Dikkatinizi çektiyse hem bu yazının konusu olan proaktif davranışın hem de önceki yazılarda bahsettiğimiz duygusal çevikliğin en büyük ortak özelliği, arkası olmayan varsayımlar, spekülasyonlar, önyargılar yerine eldeki somut veriden, daha önceki deneyimlerin yanlı olmayan analizinden yola çıkılmasıdır.
Evet, aksilik oldu ! ancak uzun süreli duraksamadık hemen pes de etmedik ! doğru ve yansız değerlendirdik, kişi bazlı değil süreç bazlı değerlendirdik ve ortaya bir sonuç çıktı yani duygusal manada çevik olduk peki ya sonra ? Artık riskin ne olduğuna dair bir verimiz var, temeli olmayan varsayımlar yerine obektif ve veriye dayalı bir sonuç çıktısı elde ettik zaten doğal olarak, alınacak önlemin ne olduğu da ortaya çıkmış oldu.
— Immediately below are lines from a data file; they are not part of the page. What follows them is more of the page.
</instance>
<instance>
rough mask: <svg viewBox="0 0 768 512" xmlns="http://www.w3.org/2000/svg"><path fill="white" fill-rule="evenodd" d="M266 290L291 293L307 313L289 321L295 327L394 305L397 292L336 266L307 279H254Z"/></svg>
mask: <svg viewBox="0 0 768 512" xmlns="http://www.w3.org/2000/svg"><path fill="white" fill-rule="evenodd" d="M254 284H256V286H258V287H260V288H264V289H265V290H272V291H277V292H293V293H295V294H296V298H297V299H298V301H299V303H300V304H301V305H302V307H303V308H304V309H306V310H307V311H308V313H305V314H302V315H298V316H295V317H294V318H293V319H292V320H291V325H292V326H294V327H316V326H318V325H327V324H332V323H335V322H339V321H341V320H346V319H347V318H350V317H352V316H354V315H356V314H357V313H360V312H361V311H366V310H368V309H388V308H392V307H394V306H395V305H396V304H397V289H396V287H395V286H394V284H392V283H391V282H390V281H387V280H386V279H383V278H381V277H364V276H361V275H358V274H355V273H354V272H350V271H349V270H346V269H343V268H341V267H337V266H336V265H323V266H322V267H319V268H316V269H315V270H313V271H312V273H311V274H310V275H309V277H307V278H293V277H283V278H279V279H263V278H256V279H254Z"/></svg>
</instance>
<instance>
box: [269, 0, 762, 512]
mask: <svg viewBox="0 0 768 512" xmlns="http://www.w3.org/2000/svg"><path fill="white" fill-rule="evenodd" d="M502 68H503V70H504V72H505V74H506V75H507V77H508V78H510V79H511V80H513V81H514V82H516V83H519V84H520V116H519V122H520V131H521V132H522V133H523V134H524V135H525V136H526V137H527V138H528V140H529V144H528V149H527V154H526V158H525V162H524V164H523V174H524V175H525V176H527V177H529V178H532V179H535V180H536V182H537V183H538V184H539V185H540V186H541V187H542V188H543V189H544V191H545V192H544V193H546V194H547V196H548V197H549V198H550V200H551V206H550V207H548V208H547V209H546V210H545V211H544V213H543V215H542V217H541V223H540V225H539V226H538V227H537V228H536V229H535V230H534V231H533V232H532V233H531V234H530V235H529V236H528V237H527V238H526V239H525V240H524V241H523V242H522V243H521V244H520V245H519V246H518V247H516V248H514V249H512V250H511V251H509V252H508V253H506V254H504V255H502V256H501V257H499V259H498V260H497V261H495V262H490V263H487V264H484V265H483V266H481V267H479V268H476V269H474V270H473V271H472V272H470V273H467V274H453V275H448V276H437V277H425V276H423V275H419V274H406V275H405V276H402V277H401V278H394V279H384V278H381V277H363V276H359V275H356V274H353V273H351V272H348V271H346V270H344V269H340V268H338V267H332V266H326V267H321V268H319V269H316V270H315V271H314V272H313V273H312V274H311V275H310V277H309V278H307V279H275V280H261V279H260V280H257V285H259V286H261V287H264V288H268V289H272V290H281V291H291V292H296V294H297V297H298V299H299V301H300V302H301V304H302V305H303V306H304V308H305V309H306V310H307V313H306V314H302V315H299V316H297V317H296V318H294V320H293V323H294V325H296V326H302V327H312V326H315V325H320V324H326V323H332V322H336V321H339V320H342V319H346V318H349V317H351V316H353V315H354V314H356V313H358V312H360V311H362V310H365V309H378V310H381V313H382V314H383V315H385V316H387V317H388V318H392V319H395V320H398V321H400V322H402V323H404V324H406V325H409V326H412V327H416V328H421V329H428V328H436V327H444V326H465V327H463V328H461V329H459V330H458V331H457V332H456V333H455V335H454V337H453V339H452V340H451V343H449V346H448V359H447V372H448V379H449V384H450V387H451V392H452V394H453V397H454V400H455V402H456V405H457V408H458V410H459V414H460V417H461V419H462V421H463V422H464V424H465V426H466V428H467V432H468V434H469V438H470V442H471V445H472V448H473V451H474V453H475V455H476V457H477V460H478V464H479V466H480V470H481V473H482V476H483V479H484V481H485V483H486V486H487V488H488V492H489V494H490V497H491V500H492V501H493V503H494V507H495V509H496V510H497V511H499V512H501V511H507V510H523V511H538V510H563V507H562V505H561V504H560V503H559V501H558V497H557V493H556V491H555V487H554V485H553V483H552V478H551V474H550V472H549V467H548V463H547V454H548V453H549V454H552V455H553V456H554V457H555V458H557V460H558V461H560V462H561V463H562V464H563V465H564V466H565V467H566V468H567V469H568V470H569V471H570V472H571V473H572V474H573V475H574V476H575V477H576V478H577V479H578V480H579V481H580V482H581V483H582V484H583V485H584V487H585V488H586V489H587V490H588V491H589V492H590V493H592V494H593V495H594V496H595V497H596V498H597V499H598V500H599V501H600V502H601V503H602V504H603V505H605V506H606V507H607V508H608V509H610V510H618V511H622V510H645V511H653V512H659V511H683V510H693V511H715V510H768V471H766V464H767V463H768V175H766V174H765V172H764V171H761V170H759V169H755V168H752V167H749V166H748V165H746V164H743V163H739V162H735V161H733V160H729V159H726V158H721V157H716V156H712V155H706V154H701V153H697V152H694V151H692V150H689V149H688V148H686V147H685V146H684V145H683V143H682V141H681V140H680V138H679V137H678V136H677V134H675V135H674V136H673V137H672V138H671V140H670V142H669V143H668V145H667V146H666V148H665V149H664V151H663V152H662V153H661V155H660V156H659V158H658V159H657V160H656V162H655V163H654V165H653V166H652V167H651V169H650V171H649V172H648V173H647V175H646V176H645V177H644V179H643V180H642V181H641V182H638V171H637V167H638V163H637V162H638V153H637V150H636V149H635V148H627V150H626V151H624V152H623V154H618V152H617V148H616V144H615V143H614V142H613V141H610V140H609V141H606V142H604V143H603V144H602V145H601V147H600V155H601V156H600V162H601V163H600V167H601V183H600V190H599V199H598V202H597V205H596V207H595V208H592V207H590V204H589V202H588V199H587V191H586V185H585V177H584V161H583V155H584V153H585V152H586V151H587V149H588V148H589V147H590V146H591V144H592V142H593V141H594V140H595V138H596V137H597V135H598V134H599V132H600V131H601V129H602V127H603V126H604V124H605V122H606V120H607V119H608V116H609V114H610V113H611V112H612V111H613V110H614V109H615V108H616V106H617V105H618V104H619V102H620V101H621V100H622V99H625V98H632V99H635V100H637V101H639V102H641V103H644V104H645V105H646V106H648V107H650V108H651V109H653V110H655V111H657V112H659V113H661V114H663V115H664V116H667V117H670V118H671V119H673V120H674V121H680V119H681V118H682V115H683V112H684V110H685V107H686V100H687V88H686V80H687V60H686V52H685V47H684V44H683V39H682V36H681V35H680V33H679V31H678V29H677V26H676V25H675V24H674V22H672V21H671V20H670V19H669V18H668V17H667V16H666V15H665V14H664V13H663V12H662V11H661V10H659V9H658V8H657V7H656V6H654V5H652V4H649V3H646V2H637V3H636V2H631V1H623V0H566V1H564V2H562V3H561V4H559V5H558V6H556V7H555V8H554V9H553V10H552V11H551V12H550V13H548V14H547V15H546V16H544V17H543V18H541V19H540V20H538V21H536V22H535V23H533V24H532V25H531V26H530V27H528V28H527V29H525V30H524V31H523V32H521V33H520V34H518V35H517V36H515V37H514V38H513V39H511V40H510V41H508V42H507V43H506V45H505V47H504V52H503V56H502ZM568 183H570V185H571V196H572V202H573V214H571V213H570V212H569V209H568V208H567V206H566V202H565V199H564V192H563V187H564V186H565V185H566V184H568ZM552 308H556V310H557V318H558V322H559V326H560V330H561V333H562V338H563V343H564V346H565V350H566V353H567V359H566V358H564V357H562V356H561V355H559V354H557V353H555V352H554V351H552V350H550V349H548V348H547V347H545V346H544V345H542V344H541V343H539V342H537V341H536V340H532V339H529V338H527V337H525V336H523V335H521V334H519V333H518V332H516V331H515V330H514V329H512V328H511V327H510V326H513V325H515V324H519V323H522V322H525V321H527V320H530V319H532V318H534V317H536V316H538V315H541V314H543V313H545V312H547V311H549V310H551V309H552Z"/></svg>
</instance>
Süreçten, veriden emin olmak iş hayatımızda bize daha özgüvenli olmayı, doğru ve yerinde insiyatif alabilmeyi sağlayacaktır. Proaktif birey olabilen çalışan, sadece riskleri görmek ve hızlı çevik önlemler alabilmekle kalmayacak, olası pozitif fırsatları da öngörebilecek, atılım yapabilecektir. Tabiki bütüne bakıldığında bu durum çalışma hayatında kendi kendini besleyen ve sürekliliği olan bir performansı mümkün kılacaktır. Ayrıca pozitif psikolojik sermayeye katkıda buluncak, yetkin bir çalışan olma yolunda büyük bir fırsat olacaktır.